Describe the method of entry into the pool/(s)

  • Level entry (ie: sloping beach type)
  • Ramped
  • Stepped (with or without handrail)
  • Pool lift

Provide information on the equipment that is available (beach/pool wheelchair, noodles, other flotation devices, hoist, unisex change room with adult bench)

Provide information about shaded areas that are available and whether blocks are available to raised deck chairs.
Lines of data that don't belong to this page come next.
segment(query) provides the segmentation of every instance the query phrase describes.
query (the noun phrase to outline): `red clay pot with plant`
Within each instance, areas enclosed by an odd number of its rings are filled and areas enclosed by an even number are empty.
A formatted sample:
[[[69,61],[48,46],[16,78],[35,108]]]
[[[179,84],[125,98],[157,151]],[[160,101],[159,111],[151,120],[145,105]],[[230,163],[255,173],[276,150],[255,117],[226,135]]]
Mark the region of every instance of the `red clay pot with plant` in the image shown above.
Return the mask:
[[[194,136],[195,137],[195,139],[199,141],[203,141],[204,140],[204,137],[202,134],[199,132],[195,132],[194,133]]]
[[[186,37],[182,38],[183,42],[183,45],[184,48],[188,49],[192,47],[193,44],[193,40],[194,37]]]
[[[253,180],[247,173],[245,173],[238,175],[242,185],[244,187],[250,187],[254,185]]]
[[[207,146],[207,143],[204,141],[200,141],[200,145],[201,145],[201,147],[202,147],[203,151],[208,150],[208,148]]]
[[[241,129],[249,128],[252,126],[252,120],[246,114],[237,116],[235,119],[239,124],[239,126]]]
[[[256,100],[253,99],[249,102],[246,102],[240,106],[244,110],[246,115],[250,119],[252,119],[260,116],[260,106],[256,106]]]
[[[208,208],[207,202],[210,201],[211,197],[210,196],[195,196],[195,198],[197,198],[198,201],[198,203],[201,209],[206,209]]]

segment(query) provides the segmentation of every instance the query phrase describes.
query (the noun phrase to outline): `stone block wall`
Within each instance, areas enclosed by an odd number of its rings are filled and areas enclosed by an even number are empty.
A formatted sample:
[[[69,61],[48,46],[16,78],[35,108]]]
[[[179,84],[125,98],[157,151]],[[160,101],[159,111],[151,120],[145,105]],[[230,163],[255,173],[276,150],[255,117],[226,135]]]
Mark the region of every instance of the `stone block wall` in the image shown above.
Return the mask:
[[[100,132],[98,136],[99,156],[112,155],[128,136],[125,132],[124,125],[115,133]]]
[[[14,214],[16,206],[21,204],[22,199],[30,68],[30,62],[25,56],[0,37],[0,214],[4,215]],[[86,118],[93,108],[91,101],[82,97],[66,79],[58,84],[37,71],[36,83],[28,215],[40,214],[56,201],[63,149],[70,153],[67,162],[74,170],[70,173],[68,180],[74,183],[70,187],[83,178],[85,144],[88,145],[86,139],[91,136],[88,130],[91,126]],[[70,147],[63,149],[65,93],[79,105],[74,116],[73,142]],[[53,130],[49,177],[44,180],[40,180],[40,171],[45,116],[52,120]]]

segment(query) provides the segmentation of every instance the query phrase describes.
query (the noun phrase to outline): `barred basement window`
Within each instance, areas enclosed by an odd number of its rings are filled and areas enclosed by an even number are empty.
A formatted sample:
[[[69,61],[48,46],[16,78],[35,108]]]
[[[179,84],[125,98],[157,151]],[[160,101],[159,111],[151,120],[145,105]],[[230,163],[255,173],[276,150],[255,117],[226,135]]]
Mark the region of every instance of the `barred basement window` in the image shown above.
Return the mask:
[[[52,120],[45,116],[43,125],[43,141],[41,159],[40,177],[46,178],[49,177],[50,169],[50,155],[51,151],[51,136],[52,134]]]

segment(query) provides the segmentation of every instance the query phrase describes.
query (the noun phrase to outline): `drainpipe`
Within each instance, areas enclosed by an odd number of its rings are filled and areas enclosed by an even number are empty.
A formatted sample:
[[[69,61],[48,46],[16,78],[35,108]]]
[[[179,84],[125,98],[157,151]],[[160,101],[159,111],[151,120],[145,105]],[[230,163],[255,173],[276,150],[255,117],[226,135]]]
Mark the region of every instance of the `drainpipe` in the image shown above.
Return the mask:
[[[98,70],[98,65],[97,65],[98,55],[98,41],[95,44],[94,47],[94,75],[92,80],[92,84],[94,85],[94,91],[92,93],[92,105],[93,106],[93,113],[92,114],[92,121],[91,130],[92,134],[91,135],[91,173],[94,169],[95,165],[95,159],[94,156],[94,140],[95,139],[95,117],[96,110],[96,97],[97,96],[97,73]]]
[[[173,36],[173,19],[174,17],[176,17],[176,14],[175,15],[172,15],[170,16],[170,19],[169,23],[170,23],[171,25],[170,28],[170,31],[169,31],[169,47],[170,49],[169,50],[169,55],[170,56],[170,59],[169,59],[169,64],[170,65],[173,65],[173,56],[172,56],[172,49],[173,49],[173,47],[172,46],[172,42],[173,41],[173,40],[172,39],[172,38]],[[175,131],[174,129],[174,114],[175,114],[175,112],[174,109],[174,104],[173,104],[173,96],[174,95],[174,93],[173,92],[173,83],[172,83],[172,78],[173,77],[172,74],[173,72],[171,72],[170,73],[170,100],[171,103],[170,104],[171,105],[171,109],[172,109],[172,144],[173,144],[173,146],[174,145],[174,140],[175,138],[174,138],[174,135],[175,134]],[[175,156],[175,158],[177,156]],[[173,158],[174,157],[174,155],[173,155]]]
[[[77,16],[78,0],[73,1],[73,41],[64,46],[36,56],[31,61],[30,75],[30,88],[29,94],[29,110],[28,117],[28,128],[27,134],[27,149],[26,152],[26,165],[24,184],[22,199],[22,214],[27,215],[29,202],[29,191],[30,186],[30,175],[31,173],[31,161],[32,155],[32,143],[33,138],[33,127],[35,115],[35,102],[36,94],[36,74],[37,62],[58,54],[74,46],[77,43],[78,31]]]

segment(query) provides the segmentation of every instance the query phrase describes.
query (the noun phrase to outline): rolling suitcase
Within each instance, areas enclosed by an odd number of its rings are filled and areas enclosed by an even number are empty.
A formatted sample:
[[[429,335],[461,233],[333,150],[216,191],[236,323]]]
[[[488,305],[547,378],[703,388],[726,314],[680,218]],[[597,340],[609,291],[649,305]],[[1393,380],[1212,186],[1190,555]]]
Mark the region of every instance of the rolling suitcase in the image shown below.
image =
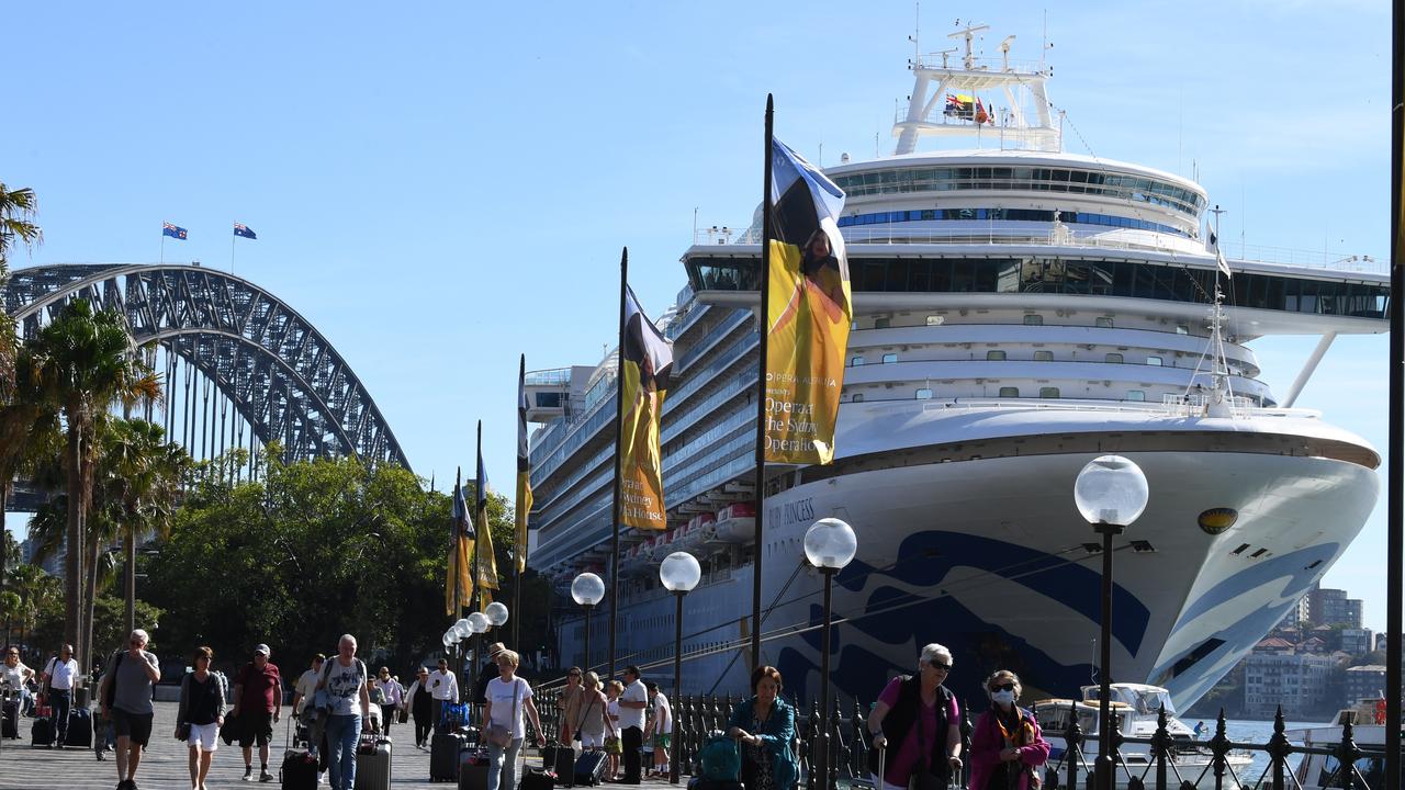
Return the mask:
[[[391,739],[362,735],[355,749],[355,790],[391,790]]]
[[[600,780],[606,776],[606,765],[610,762],[608,756],[604,752],[580,752],[575,769],[576,784],[584,784],[586,787],[600,784]]]
[[[556,775],[544,768],[528,768],[518,784],[518,790],[554,790],[555,787]]]
[[[30,745],[31,746],[52,746],[53,745],[53,717],[41,715],[34,720],[34,725],[30,727]]]
[[[541,766],[556,775],[556,784],[576,783],[576,751],[569,745],[547,744],[541,748]]]
[[[464,752],[458,762],[458,790],[488,790],[488,752]]]
[[[430,782],[458,779],[459,752],[468,748],[468,738],[458,732],[436,732],[430,737]]]
[[[89,748],[93,745],[93,711],[86,707],[76,707],[69,711],[69,732],[65,746]]]
[[[288,724],[292,724],[289,718]],[[292,748],[291,728],[284,735],[282,765],[278,766],[278,786],[282,790],[318,790],[318,758],[308,749]]]

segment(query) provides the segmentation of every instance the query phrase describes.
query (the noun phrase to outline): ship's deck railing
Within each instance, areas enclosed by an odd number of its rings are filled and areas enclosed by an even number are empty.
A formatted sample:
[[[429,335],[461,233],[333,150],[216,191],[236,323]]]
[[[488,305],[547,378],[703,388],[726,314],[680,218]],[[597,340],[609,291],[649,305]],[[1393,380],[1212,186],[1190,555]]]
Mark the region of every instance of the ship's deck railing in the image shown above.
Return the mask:
[[[1065,226],[1068,228],[1068,226]],[[1062,247],[1089,247],[1104,250],[1149,250],[1173,254],[1208,254],[1191,243],[1187,249],[1186,239],[1168,236],[1154,231],[1118,229],[1113,232],[1079,232],[1069,228],[1072,233],[1055,238],[1047,229],[988,229],[971,228],[937,231],[930,228],[903,228],[902,224],[877,225],[870,228],[844,228],[844,240],[850,245],[1051,245]],[[694,246],[731,246],[733,242],[722,240],[707,231],[698,231],[693,236]],[[735,243],[756,245],[757,240],[740,236]],[[1272,247],[1262,245],[1224,245],[1225,257],[1234,263],[1270,263],[1279,266],[1300,266],[1305,268],[1321,268],[1329,271],[1357,271],[1366,274],[1390,274],[1391,261],[1388,257],[1370,254],[1349,254],[1331,250],[1302,250],[1293,247]],[[1238,252],[1238,254],[1235,254]]]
Provide photographs of the pool, in particular, the entry points, beach wheelchairs and the deck furniture

Accommodation Providers


Information on bedrooms should contain the following:

  • Number of accessible bedrooms available and whether any have adjoining rooms
  • The door width into the room from the hallway or from outside
  • Within each room the bed configuration and whether a king can be separated into singles
  • The height of the bed above the floor (If blocks are available to raise the bed add that information)
  • The clear space underneath the bed (to accommodate the feet of a hoist if required)
  • The space beside and at the end of bed
  • Provide information on whether furniture can be moved, additional bedding provided and whether you can move bedding to install a hospital bed if required.
  • Information on whether televisions provide closed captioning
  • Describe the wardrobe space and provide measurements of the heights of the hanging rails
  • Other equipment that may be onsite or can be hired locally if required (commode, hoist, shower chair)
  • If a desk is available in the room provide information on the clear space under it for knee clearance.
  • Provide photographs of the room. Ensure the images cover the whole room

Ensuite Bathrooms

  • Provide the following information:
  • Width of the door from the bedroom
  • Clear space available next to the toilet
  • The position of grab bars
  • Whether the toilet has a backrest
  • Whether the vanity unit has a roll-under space for wheelchair users and if so the height above the floor level
  • The type of tap fitted to the vanity
  • Whether the shower has level entry with the bathroom floor. If there is a lip or hob what is its height
  • Describe the position of the shower controls, whether the shower has seat (fixed, fold-down or portable) and whether the shower has a detachable shower rose. Also describe the position of the handrails within the shower.
  • Provide information on the mirrors with the bathroom, their position length and whether they are on an angle for wheelchair users.
  • Provide images of the bathroom showing the toilet and the space beside it including the handrails, the shower with the shower seat folded down or with the portable shower chair in the shower, and the handbasin.

Self Contained Kitchens

Describe the kitchen layout and the clear space between the work areas, island benches or kitchen tables. Describe the location and height above the floor of the oven, dishwasher, microwave, cooktops and work surfaces.

Are all storage areas for cutlery, crockery and utensils below 1.2 metres from the floor. Describe any “roll-under facilities in the kitchen ie: bench space, sink etc.